Please don't share any more info about him, as he might get in trouble and the doctors implied as well.
 ::)

--- End quote ---

   Stop throwing out bull shit to defend your position.  He was one of the top surgeons in the US and has an outstanding reputation. He's also one of the people that hospitals, other doctors and medical associations come to for expert advice.  He is a graduate of the US Naval Academy and had his medical training at Georgetown University, one of the top medical schools in this county and he was in the top 1% of all of the gradates in the US. He interned at Bethesda Naval Hospital near the end of WW-II treating soldiers and sailors that had been wounded during the war and has treated everything kind of injury and wound imaginable. He was one of the first to use steel pins for splinting bones and that's where he came up with the idea of a bone drill.  Maybe not in the EU, but here in the US doctors routinely choose their own instruments just as a fine woodworker or you electronic geeks would.  They also have instruments modified to suit their taste. As long as the doctors are successful in their pursuits, no one asks who made their tools.

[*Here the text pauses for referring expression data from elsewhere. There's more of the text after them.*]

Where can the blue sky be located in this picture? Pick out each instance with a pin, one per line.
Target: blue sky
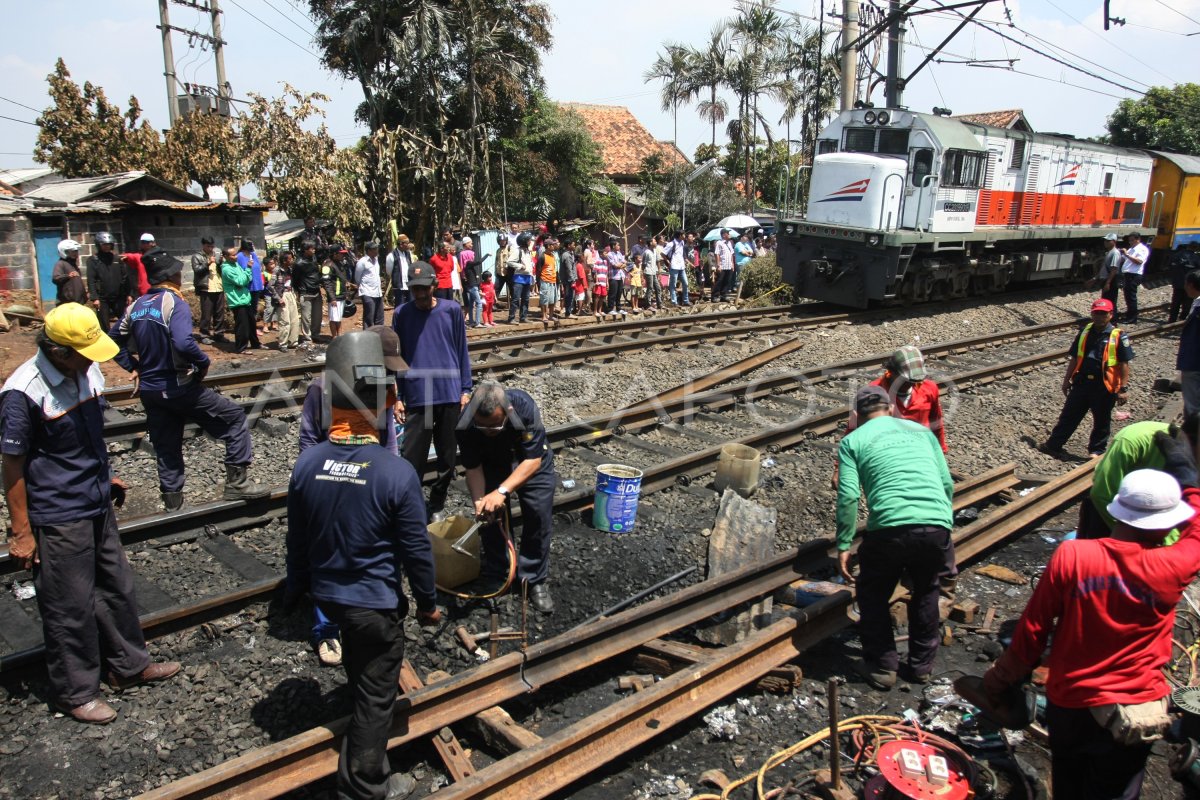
(601, 59)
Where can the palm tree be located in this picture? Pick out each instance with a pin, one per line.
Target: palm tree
(671, 67)
(707, 70)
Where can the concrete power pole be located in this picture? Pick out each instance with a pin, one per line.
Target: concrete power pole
(849, 53)
(893, 90)
(168, 61)
(219, 53)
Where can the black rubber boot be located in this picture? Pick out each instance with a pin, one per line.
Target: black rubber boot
(239, 486)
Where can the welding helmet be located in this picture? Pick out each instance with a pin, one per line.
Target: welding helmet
(355, 373)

   BTW during my brief hospital career I repaired all kinds of medical equipment and even modified some of it and no one other than my immediate boss was looking over my shoulder and no approvals were necessary.  The hospital that I was in made a small but significant improvement in neonatal respirators after they noticed that infants that used one particular respirator had better results than infants on any of the other respirators.  They tore it down and found that one valve wasn't opening fully and it maintained a slight amount of positive air pressure. They modified the other respirators to do the same and found that all of them gave a better survival rate. Since then that modification has become standard in all neonatal respirators.  That's how progress is made, not by waiting for a bunch of EU type regulators to approve things that they know nothing about.

TheNewLab:
interesting using a 3D printer. Only I don't get how something made of hard plastic will work. A frame for the cloth or N95 material?

I DO like the creativity!

For my part, I have started going around my building wiping down door handles, rails, and other surface our tenants would typically touch. I am using a dilute Bleach mixture. It is mostly to reassure everyone in the building. It may be lame, however, tenants do feel reassured and that what counts...uh, beside all the recommended steps and hygiene.

I am seriously curious how the masks are being created.I my mind, I imagine some huge space helmet.  :P ;D

Kasper:
I've worked from home for a while and avoided crowds most my life so this makes very little impact to my schedule, aside from making more efficient grocery store trips and wasting less money at restaurants.

My wife just started working from home and it is quite entertaining listening to her interrogate people over the phone.

My neighbor is also off work (again) and has been working on his truck outside all week.  His favorite tool is the angle grinder and he somehow manages to find hours upon hours of work to do with it.

Red Squirrel:
They are still beating around the bush at my company, but from what I'm gathering what will happen is whoever is on 8h shift will get to work from home, and whoever is on 12h shift will still need to go to the office.  They insist that the office needs 24/7 coverage, which is BS really.  It is true that this would be the first time in history that this building has had nobody in it, but really, it's not that critical that someone is there.  We monitor over 1000 buildings and most of them are unmanned.

So really we'll still be getting exposed as due to scheduling it can't just be only 2 people that do the day/night rotation as it just does not logically work out, so it will be all of us on rotation basically, as normal scheduling goes.  To make matters worse our schedule can be sporadic, you can work 1 8h, 2 12h's, 1 8h, be off for a day, go back on 12hs etc... that will mean dragging equipment back and forth a lot.

But at the end of the day, I'm just happy I work in something considered essential so at least I still HAVE a job, and I'm getting paid.  Sad to see so many companies using this as an opportunity to do mass layoffs.   Lot of people are going to be jobless after all this is done.